Six nouvelles années vont alors s’écouler jusqu’à The Grandmaster (2013), son septième long – avec Tony Leung dans le rôle d’Ip Man, le mentor de Bruce Lee, performance physique qui vaudra à l’acteur de se casser le bras à deux reprises – dont le tournage a débuté dès 2009. De ce film, qui vaudra une reconnaissance internationale au chef opérateur français Philippe Le Sourd et permettra à Wong Kar-wai d’obtenir son plus gros succès en Chine, le réalisateur avouera aux Inrocks : "Ce qui me rend heureux, c’est que je parle d’un monde perdu et que cela plaît."

Le prix Lumière 2017 vient couronner aujourd’hui un grand maître incontestable du cinéma asiatique, que la gloire a paradoxalement condamné à se faire de plus en plus rare et dont le credo pourrait se résumer à cette déclaration faite à Libération : "Tout est affaire de hasard, rien n’est destiné à l’avance." C’est sans doute là aussi le prix de l’exigence et du perfectionnisme de cet artiste timide qui n’ôte que rarement ses fameuses lunettes noires, et dont les montures ont été fabriquées dans un métal utilisé pour confectionner les sabres de samouraï. Une coquetterie qui lui ressemble bien.


La cuvée du patron
Comme le veut la tradition, outre dix longs et un court métrages qu’il a réalisés, ainsi que Wind (2016) de Tiong Guan Saw, et une conversation avec son chef opérateur Christopher Doyle, Wong Kar-wai profite de son passage à Lyon pour présenter un florilège de films chinois du troisième millénaire, pour la plupart inédits, reflètant la richesse et la diversité de sa cinéphilie, et l’attention vigilante et bienveillante qu’il porte à ses compatriotes.

Durian Durian (2000), le sixième film de Fruit Chan, a été présenté en compétition à Venise.
Infernal Affairs (2002) d’Andrew Lau et Alan Mak est le premier opus de la trilogie policière qui a inspiré Les infiltrés (2006) à Martin Scorsese.
Prix spécial du jury au Festival du film policier de Cognac, P.T.U. (2003) témoigne de la maestria du prolifique Johnnie To, stakhanoviste hongkongais du cinéma policier qui a produit et réalisé quelque 70 films, téléfilms et épisodes de séries TV en quatre décennies.
Crazy Fung-Fu (2004) est une pure comédie d’arts martiaux qui illustre la virtuosité de l’homme-orchestre Stephen Chow, tout à la fois auteur, réalisateur et acteur.
You Are the Apple of My Eye (2011) est le premier long de Giddens Ko, écrivain taiwanais prolifique aujourd’hui âgé de 39 ans.
Rigor Mortis (2013) a valu à l’acteur et producteur Juno Mak, dont c’était le premier film en tant que réalisateur, de multiples récompenses parmi lesquelles le prix spécial du jury du Festival du film fantastique de Gérardmer.
Breakup Buddies (2014) est le septième long de Ning Hao, représentant du cinéma commercial chinois diplômé de l’École de cinéma de Pékin.
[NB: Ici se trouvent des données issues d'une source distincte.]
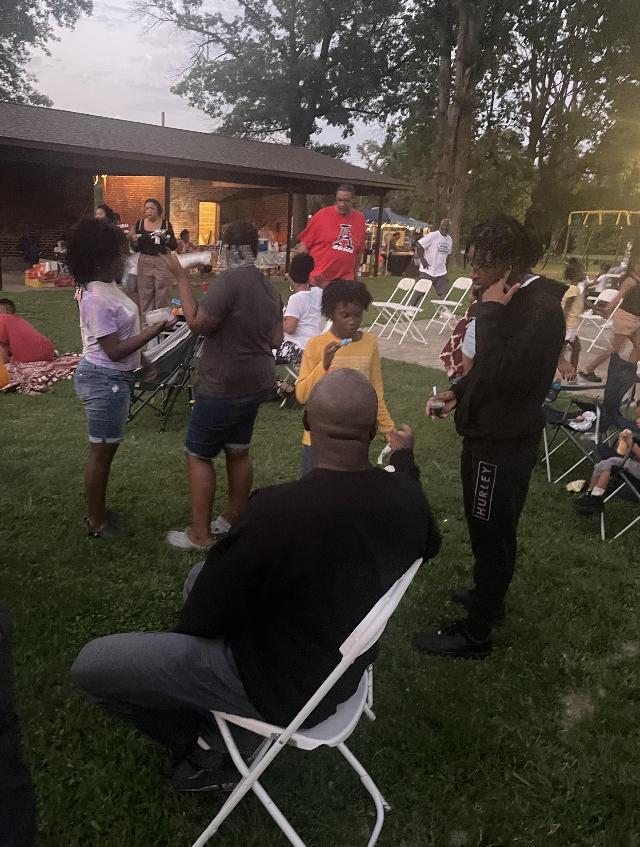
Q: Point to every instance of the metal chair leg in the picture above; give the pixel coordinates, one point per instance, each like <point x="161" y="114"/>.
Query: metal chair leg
<point x="379" y="802"/>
Présenté en première mondiale à Toronto, ce film, dont le tournage a duré 90 jours, a rapporté 200 M$, pour un coût initial de 13 M$, et établi le record de fréquentation de cette année-là dans son pays d’origine.
Blind Massage (2014), Ours d’argent au Festival de Berlin, est le neuvième film de Lou Ye, représentant de la sixième génération du cinéma chinois dont Nuits d’ivresse printanière a obtenu le prix du meilleur scénario à Cannes en 2009.
The Master (2015) de Xu Haofeng témoigne de la passion pour les arts martiaux de ce diplômé en section réalisation de l’École de cinéma de Pékin, qui signe là son troisième long d’après son propre roman.
Le rire de Madame Lin (2017), quatrième long de Zhang Tao, est sorti en Chine en mai. Sophie Dulac distribuera en France, le 17 janvier 2018, cette coproduction franco-chinoise, entre Butong Pictures et House on Fire.